Nadie, salvo ese atractivo chico que creo que me ha leído los labios y que trata de ocultar una sonrisa con dos dedos sobre sus perfectos y carnosos labios. Ese gesto vuelve a mosquearme y me giro buscando algún chico o chica a los que orientar haciendo ejercicios o con los que hablar, tratando de ignorarlo a pesar de que todo mi cuerpo quiere acercarse a él con una necesidad que hasta me asusta. De nuevo, pienso que nunca antes me había pasado nada similar.
—¿Cómo vas, Greg? —le pregunto a uno de los chicos que están haciendo piernas en la prensa.
El chico me sonríe y lanza un grito de dolor al hipertrofiar los músculos con la máquina buscando su límite.
—¡Vamos, una más! ¡Tú puedes! ¡¿Es que acaso eres un novato?! ¡Una más he dicho! —le animo sacando mi lado más bestia de entrenadora personal y el chico hace no una, sino dos repeticiones más.
—¡Bien, así se hace, Greg!
—¡Eres la mejor, Mais!
Mais. Esa es su forma cariñosa de llamarme y la que ha acuñado casi todo el gimnasio para dirigirse a mí.
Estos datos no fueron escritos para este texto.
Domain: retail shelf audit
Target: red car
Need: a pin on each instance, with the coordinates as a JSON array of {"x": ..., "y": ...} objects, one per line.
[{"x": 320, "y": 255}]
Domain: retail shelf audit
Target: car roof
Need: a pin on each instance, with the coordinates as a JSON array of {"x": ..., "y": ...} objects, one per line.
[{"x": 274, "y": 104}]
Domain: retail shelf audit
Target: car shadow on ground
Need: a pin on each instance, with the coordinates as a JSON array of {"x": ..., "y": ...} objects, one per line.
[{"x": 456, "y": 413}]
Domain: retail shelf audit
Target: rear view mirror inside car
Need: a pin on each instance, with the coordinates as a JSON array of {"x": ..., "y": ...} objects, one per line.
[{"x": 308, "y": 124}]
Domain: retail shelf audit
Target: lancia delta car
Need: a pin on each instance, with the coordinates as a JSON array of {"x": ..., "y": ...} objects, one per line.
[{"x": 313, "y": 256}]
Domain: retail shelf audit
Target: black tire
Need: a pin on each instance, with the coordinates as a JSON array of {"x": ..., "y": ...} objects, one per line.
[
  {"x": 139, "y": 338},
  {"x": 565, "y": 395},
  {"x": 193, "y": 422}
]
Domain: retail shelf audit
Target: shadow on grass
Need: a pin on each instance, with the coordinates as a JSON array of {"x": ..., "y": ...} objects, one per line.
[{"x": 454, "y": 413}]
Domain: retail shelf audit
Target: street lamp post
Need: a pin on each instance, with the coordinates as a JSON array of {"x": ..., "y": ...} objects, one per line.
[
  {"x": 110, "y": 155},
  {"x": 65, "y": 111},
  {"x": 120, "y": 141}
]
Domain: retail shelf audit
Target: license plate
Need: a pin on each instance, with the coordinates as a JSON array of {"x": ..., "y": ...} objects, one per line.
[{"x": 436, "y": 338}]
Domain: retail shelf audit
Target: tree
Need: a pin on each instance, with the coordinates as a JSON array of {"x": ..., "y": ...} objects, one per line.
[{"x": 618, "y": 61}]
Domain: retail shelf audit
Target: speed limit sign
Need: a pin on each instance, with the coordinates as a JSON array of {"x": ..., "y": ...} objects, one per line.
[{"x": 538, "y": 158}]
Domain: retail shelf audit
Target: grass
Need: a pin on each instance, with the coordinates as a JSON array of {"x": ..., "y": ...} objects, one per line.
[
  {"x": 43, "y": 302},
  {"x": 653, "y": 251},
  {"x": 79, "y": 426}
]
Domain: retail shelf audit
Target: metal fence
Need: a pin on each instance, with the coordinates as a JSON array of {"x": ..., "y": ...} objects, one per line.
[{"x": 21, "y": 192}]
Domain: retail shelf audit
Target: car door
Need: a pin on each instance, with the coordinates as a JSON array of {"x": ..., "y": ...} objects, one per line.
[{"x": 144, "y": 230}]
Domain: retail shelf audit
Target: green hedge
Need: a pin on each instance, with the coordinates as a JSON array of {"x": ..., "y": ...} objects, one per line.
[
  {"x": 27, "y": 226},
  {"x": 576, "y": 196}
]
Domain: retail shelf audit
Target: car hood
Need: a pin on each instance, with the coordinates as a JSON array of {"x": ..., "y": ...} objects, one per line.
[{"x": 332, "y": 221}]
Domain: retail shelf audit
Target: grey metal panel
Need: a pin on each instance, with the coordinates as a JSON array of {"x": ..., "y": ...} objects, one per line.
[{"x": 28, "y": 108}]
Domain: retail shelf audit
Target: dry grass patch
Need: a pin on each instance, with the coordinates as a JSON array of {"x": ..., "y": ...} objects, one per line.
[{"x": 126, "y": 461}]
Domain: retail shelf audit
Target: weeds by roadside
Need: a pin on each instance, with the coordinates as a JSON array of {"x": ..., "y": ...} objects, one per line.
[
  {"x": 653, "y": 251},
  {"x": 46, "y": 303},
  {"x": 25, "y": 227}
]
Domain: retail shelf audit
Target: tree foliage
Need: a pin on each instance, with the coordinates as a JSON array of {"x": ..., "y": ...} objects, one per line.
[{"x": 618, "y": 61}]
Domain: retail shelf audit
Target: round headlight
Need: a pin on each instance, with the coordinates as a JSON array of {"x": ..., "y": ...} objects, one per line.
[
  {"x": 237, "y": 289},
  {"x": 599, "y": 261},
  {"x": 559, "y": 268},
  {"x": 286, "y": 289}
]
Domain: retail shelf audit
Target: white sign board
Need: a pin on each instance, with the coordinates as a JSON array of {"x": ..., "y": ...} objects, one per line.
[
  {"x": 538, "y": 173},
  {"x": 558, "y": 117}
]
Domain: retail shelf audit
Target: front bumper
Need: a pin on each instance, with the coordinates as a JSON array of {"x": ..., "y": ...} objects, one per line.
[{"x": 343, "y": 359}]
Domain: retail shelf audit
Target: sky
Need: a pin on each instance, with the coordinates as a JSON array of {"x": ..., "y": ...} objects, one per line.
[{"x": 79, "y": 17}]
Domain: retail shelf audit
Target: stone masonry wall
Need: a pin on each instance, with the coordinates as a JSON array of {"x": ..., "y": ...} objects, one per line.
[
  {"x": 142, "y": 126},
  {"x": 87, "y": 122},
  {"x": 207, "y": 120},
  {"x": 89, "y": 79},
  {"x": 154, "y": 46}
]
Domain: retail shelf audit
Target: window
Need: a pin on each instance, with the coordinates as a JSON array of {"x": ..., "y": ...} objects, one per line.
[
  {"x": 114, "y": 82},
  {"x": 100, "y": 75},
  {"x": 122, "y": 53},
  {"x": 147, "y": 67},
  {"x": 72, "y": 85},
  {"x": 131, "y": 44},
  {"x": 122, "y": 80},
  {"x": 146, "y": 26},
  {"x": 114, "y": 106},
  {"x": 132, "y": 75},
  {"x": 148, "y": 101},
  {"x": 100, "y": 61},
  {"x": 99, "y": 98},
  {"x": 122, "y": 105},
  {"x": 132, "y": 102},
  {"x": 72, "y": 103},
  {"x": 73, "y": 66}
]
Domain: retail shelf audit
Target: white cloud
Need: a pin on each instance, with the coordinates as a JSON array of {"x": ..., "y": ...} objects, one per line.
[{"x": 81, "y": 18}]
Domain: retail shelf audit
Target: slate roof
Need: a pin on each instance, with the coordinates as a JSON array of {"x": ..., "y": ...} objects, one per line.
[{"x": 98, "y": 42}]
Antes de eso tan solo mi familia me llamaba así, y tengo que reconocer que al principio me molestaba que Greg se tomase la confianza de no llamarme por mi nombre completo. Ahora, la verdad es que hasta me gusta.
Siento una presencia tras de mí y lo veo a través de otro de los espejos que cuelgan en las paredes del gimnasio. No puedo evitar ponerme nerviosa al sentir esa mirada verdosa como el más fresco roble en mí. Me giro con un pellizco de nerviosismo en la boca del estómago y me traspasa con la mirada. Su actitud es altiva y divertida al mismo tiempo, casi burlona. No puedo negar que su presencia es imponente, y fuerte. Su presencia es de esas que cuando llega a un lugar capta la atención y sabes que está ahí.
—¿Quieres algo? —le pregunto sintiéndolo tan cerca de mí que tengo el impulso de retroceder un paso.